La Cour de justice de l’Union européenne, dans son arrêt du 3 septembre 2020, apporte des précisions essentielles sur l’indemnisation des passagers. Une passagère a subi un retard de plus de trois heures lors d’un vol entre un pays tiers et un État membre. La société ayant racheté la créance a sollicité le paiement de l’indemnité légale devant les tribunaux nationaux en monnaie locale. Le transporteur aérien a contesté cette demande au motif que l’indemnisation devait être obligatoirement exprimée en euros selon le droit européen. Le tribunal d’arrondissement de Varsovie a alors interrogé la Cour sur l’interprétation de l’article 7 du règlement numéro 261/2004 concernant cette exigence. Le règlement s’oppose-t-il à une pratique nationale rejetant une demande d’indemnisation au seul motif qu’elle est libellée dans une monnaie nationale ? La Cour répond qu’un passager « peut exiger le paiement du montant de l’indemnisation visée à cette disposition dans la monnaie nationale ». La reconnaissance du droit au choix monétaire précède l’examen des limites imposées aux modalités nationales de mise en œuvre de cette créance.

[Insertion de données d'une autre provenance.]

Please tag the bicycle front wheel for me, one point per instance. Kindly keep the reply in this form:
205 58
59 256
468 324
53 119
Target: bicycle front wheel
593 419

**I. La reconnaissance du droit au paiement de l’indemnité en monnaie nationale**
**A. Une interprétation guidée par l’objectif de protection des consommateurs**
Le juge européen rappelle que l’objectif principal du règlement consiste à assurer un niveau élevé de protection des passagers aériens. Il affirme que « les dispositions octroyant des droits aux passagers aériens doivent être interprétées largement » pour garantir une réparation effective. Restreindre le paiement à la seule monnaie européenne reviendrait à limiter l’exercice de ce droit fondamental pour les citoyens de l’Union. Cette volonté de garantir une protection efficace des consommateurs s’accompagne nécessairement du respect du principe d’égalité entre tous les citoyens.
**B. La préservation de l’égalité de traitement entre les passagers**
Les passagers bénéficiant d’un droit à indemnisation se trouvent dans des situations comparables, quel que soit leur lieu de résidence habituel. Imposer un paiement exclusivement en euros créerait une différence de traitement injustifiée entre les résidents de la zone euro et les autres. L’arrêt souligne que ce refus « est susceptible de conduire à une différence de traitement » contraire au principe général d’égalité du droit primaire. Le droit au paiement en monnaie nationale reconnu au passager doit toutefois s’articuler avec les règles procédurales en vigueur dans chaque État.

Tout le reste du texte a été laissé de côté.